Edremit’te mevcut hastanenin ilerisinde yeni bir hastane yapımının planlanmasıyla ilgili görüşlerini açıklayan Milletvekili Şahin, “Edremit Devlet Hastanesi içeride zeytinliklerin arasında bir yerde ve orasının daha arkası da zeytinlik alan; orası kör bir nokta. Bence daha önce Devlet Hastanesi olarak yapılması planlanan Zeytinli’deki yer de ters. Tam kavşak noktasına yapılması gerekir. Havran’dan, İvrindi’den, Balya’dan hasta gelsin, bir yandan da Küçükkuyu, Altınoluk’tan gelsin. Helikopteri de koy kardeşim hastanenin tepesine gerekirse Midilli’ye, İzmir’e hastaları götür getir. Bu sistem o kadar güzel olur ki tıkır tıkır saat gibi çalışır. Bunun yanında Körfez’de yaşlı nüfus fazla, bunların kardiyal problemleri çok fazla ve bu bölgede mutlaka A sınıfı bir hastaneye ihtiyaç var. Mesela benim dedem Gömeç’te yazlıkta CHP mitinginden bir hafta önce rahatsızlandı, kalp ve karaciğer rahatsızlığı var, Burhaniye’de acile getirdik. Kalp doktoru baktı en iyisi İstanbul’a götürelim dendi ve götürdük. Mitingden iki gün önce dedem vefat etti, miting günü dedemin cenazesi vardı. Yani çok büyük sıkıntılar yaşanıyor ve bunları çözmemiz lazım” dedi.

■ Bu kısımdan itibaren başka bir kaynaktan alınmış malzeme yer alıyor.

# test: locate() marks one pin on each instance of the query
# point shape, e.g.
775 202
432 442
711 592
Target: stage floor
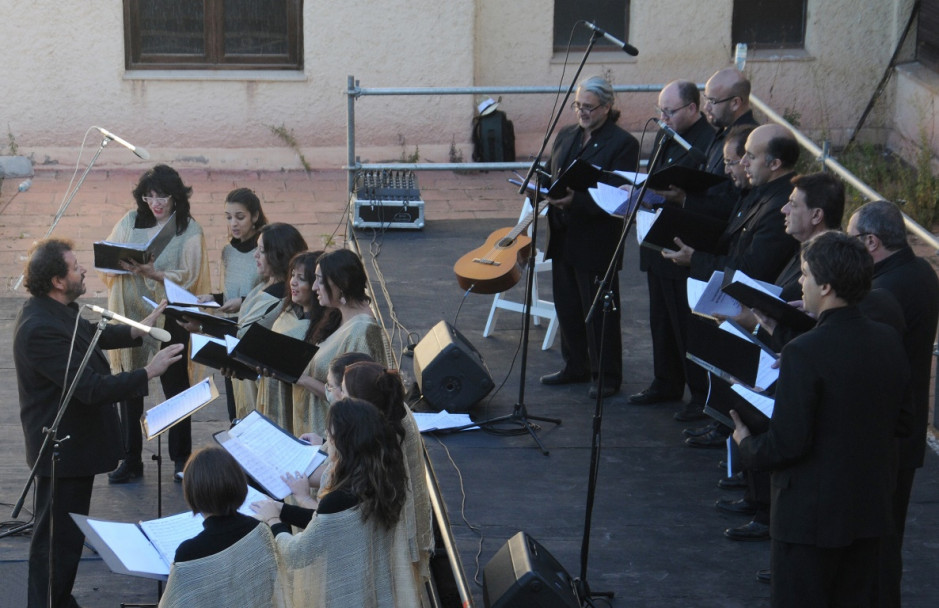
656 537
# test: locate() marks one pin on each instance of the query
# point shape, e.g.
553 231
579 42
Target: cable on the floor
475 529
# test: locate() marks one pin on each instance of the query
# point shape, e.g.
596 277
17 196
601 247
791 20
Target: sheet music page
633 177
164 415
131 546
167 533
644 221
709 299
179 295
265 474
761 402
277 447
769 288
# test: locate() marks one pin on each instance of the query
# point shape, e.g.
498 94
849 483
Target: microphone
628 48
154 332
140 152
681 141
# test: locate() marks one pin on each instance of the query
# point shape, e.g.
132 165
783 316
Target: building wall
63 71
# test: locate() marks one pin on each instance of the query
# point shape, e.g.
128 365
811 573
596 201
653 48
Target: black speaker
524 575
450 372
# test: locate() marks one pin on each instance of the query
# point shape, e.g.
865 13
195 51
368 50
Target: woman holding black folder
300 317
161 197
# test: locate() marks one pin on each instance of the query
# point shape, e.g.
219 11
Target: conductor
46 361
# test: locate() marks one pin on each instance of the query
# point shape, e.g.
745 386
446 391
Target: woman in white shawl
344 555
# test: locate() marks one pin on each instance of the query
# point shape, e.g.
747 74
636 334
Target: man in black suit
679 108
912 281
42 346
582 239
841 399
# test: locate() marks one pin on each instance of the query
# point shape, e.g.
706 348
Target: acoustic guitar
497 265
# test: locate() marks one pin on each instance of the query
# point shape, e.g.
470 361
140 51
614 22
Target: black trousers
174 381
668 322
574 291
72 495
805 576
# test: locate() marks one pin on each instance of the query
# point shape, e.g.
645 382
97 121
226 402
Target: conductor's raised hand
163 359
682 257
741 431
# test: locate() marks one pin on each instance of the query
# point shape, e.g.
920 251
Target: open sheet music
265 451
161 417
147 548
707 299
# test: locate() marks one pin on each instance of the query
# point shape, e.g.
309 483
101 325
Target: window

“DEVLETİN HASTANESİ ÖZEL HASTANELERDEN
DAHA GÜÇLÜ OLMAK ZORUNDA”
Hastanelerdeki hekim açığına da dikkat çeken Şahin, Devlet’in sağlık hizmetlerinin özel sektörden daha güçlü olması gerektiğini söyledi. Şahin, “Ayvalık’ta iki kardiyolog istifa etti, muayenehane açtı. Devlet Hastanesi’nde kardiyolog yok, muayene var. Körfez’deki özel hastanede koroner anjiyografi yapan kardiyolog var, Körfez’deki tüm devlet hastanelerinde anjiyografi yapılamıyor kardiyolog yok. Olmaz. Devlet özelden daha güçlü olmak zorundadır. Devlet olmanın gereği budur. Devlet olmanın gereği devlet hastanesi özel hastaneden daha güçlü olmak durumundadır. Körfez Hastanesi diyecek ki biz bunu burada yapamıyoruz, sizi Edremit Devlet Hastanesi’ne sevk edelim diyebilmelidir. Ama bunun tam tersi oluyor” dedi.

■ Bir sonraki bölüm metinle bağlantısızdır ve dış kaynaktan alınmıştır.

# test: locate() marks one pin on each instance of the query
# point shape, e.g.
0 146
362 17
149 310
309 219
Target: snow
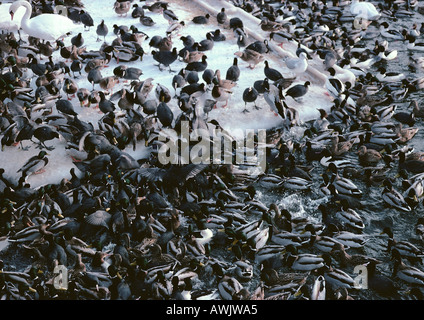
220 57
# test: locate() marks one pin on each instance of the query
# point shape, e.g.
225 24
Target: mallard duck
405 248
203 235
368 157
409 274
394 198
410 165
347 238
338 147
404 134
335 278
286 238
228 287
252 57
349 217
343 185
419 228
302 261
34 165
350 260
122 7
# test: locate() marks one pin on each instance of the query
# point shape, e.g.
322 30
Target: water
304 204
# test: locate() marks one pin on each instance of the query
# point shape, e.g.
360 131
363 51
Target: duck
102 30
394 198
34 165
410 274
383 75
228 287
302 261
297 65
410 165
297 91
280 37
165 58
368 157
250 94
405 248
233 72
40 26
380 283
390 33
335 278
413 45
349 217
201 19
122 7
221 17
203 235
351 260
334 85
250 56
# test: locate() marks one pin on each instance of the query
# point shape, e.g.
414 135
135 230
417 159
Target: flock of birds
129 228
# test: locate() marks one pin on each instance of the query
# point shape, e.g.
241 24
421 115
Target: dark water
375 214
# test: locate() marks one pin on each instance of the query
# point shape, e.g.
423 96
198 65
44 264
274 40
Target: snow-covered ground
220 57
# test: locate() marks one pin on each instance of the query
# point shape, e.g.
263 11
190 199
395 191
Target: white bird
364 9
6 23
298 65
46 26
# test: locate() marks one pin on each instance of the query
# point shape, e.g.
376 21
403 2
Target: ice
220 57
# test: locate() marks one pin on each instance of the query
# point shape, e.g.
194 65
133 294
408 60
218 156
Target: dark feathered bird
201 19
236 23
165 58
233 72
221 17
65 106
259 46
137 12
77 40
94 76
249 95
271 73
164 114
86 19
198 65
102 30
105 105
45 133
34 164
298 90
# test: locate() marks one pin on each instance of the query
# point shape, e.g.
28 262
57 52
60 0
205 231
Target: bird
45 133
165 58
77 40
65 106
122 7
271 73
45 26
221 17
201 19
297 91
34 165
252 57
86 19
297 65
102 30
250 94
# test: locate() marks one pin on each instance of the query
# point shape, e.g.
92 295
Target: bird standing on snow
35 164
102 30
250 95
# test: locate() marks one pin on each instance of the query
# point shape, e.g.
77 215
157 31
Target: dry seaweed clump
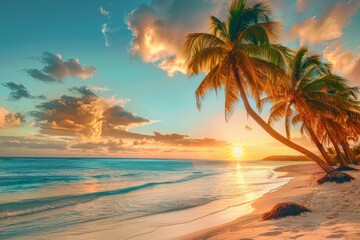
335 176
346 168
285 209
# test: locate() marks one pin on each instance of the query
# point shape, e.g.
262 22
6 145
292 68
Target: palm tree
304 99
239 55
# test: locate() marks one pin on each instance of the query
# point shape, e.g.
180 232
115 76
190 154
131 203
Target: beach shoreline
335 212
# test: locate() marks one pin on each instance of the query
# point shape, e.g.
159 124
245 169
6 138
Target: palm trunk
347 151
319 146
326 167
337 149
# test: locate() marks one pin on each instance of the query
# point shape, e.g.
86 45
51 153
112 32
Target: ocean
93 198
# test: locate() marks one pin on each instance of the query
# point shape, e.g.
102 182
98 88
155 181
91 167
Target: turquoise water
50 196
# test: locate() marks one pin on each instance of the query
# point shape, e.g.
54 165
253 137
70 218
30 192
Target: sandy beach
335 210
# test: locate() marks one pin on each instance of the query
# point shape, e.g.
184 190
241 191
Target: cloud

“TÜRKİYE’DE SAĞLIK KAMU HİZMETİ
OLMANIN DIŞINA ÇIKTI”
Sağlık hizmetinin paraya tahvil edildiğine dikkat çeken Şahin, sağlık sisteminin ‘parası olana sağlık hizmeti’ şekline dönüştüğünü ileri sürdü. Şahin şöyle konuştu:
“Türkiye’de şu anda sağlık hizmeti artık kamu hizmeti olmanın dışına çıkmış, ne kadar paran varsa o kadar sağlık hizmeti alır noktasına gelmiştir. Benim Balıkesir’deki karşı komşumun beyinle ilgili bir sıkıntısı oldu, İstanbul’da ameliyat oldu; doktor tanıdık olmasına indirim yapmasına rağmen 250 bin lira para harcadı. İnsanlar böyle ciddi sorunlarını çözemiyorlar. Eskiden Devlet Hastaneleri’nde yapılan ameliyatlar şimdi hem hekimler ayrılıyor, hem bir takım malzemeler eskisi gibi temin edilemiyor ve bu ameliyatlar yapılamaz hale geldi. Vatandaş ancak parası varsa ameliyatlarını yaptırabilecek durumda ama çoğu karşılayamıyor. Sistem diye bir şey kalmadı, sağlık sistemi diye bir şey artık yok.
“ÖZEL SEKTÖRDEN GELEN BİR SAĞLIK BAKANI
KAMU MANTIĞIYLA ÇALIŞMAZ”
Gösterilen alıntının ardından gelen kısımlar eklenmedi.